Guo’s favourite proverb — “Listen to both extremes and take the middle course” — speaks volumes about the approach the former chairman of China Construction Bank took to managing the world’s second-most valuable financial institution.
“Don’t take too much risk. But not too little either. If you don’t take any risk how can you make any money,” he quipped in an interview with Reuters last year.
On Saturday, China announced that Guo had stepped down as CCB chairman to take the reins at the China Securities Regulatory Commission, a job that will offer plenty of chances to ponder risk and reform in the country’s scandal-prone capital markets.
The 54-year-old former academic known for his plain-folk style, has spooned out his share of bitter medicine over a three-decade career, including asking CCB shareholders last year to cough up billions to recapitalise the bank after a state-led lending binge in 2009 to prop up China’s economy during the global downturn.
“Guo is a politician who also has a profound understanding of the global economy,” said a CCB banker while Guo was still the bank’s chairman. “He may not be familiar with every aspect of the banking business, but he has a long-term vision that has placed customer-service at the core.”
The philosophy major and Oxford-educated scholar, who speaks English fluently, has moved easily between academia, government and a rapidly growing commercial sector that has helped China become the world’s second-biggest economy.
Guo, a native of the poverty stricken Inner Mongolia autonomous region, says he washes up the dishes by hand at home most days.
“It’s good exercise... I don’t want to use a dishwasher and waste water or electricity,” he said in the Reuters interview, as several of his top lieutenants sitting next to him looked on.

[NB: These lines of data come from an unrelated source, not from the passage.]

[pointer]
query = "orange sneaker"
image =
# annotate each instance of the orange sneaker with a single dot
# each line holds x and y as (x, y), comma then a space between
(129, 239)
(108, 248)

A pragmatist, Guo studied for a master’s degree in Marxist and Leninist theory, writing a thesis titled “Thoughts About Certain Fundamental Problems in China’s Economy” that warned of grave risks of using Western macroeconomics theories in a China which had just begun to embrace reform.
The new securities regulator, who enjoys tennis, has published several books on China’s economy, including one co-authored with Zhou Xiaochuan, head of China’s central bank.

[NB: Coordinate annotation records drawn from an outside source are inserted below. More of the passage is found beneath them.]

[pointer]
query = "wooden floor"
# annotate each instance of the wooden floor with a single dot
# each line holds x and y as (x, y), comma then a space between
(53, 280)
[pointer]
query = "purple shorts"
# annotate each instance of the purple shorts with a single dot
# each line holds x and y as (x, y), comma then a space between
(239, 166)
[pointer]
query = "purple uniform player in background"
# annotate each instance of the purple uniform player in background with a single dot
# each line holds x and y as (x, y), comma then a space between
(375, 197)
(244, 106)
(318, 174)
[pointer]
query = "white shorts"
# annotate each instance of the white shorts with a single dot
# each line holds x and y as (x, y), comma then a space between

His ascent through the ranks of the financial elite saw him serve as vice governor of inland Guizhou province, and later as chairman of the country’s foreign exchange regulator, the State Administration of Foreign Exchange (SAFE) from 2001-05.

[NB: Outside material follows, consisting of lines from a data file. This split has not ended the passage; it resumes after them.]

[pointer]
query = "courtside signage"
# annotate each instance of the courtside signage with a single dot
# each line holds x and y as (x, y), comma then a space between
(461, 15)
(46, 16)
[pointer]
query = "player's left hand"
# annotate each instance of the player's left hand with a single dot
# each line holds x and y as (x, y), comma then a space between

Guo came in for criticism while at SAFE for using taxpayer money to bail out the country’s major lenders in an attempt to make them more market oriented.
He joined CCB, which counts Bank of America as a strategic shareholder, as chairman in 2005 after SAFE’s $22.5 billion bailout left the agency as the bank’s largest shareholder.
Seven months after Guo took over, CCB sold shares publicly for the first time in Hong Kong and two years later in Shanghai, making it the first state-owned Chinese lender to float shares in both bourses.
After leading CCB out of the woods, rumours had swirled about what would be next for the academic-turned-official-turned-executive. His new job as chairman of the securities regulator was on the list of possibilities, and some even said central bank governor.